Above is my quick and dirty comparison of the coming fight over foreign assistance. In green is the amount already spent in 2010 on each of the discreet line items (I’ve chosen these four areas because they were directly comparable between the various proposed appropriations).
Here’s how to read the graph: The actual amount spent in 2010 by the USG on each line item is in green. In red is the amount Republicans want to cut back to for the remainder of FY2011, expiring on 30 September. And in blue is what the White House would like to spend in FY2012’s budget proposal.
Now, I understand that there’s a conversation to be had about fixing how we spend foreign assistance and what we should receive back from it. But this is a more basic philosophical disagreement about whether or not America should be a world leader, or whether we should disengage from the rest of the world. After all, at its best, foreign assistance buys soft power, something that has been in relatively short supply of late.

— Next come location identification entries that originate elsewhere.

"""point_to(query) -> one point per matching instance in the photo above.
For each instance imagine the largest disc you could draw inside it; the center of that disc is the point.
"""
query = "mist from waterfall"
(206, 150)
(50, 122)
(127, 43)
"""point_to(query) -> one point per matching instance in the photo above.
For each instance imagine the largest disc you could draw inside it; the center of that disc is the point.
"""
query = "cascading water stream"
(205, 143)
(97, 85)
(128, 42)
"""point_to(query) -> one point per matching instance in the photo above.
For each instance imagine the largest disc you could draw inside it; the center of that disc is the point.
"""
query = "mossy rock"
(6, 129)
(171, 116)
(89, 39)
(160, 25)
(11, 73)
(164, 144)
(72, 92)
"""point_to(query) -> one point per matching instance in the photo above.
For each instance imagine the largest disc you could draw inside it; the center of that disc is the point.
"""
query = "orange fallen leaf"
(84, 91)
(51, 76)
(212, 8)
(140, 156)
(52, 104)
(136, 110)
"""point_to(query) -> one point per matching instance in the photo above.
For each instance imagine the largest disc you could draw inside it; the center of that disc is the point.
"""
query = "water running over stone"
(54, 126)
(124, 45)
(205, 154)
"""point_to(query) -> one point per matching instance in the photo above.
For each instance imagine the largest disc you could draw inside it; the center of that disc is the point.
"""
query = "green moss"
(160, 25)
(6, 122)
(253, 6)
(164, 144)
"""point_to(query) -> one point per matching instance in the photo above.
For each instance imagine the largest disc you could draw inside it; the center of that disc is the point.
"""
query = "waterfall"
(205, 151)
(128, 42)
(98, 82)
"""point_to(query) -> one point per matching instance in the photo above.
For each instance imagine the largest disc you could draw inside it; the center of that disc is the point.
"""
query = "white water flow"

In light of that, it’s worth keeping in mind this quote from Joe Nye’s new book, The Future Power:
In general, the United States has not worked out an integrated plan for combining hard and soft power….Many official instruments of soft power – public diplomacy, broadcasting, exchange programs, development assistance, disaster relief, military-to-military contracts – are scattered around the government, and there is no overarching strategy or budget that even tries to integrate them with hard power into an overarching smart power strategy. The United States spends about five hundred times more on the military than it does on broadcasting and exchanges.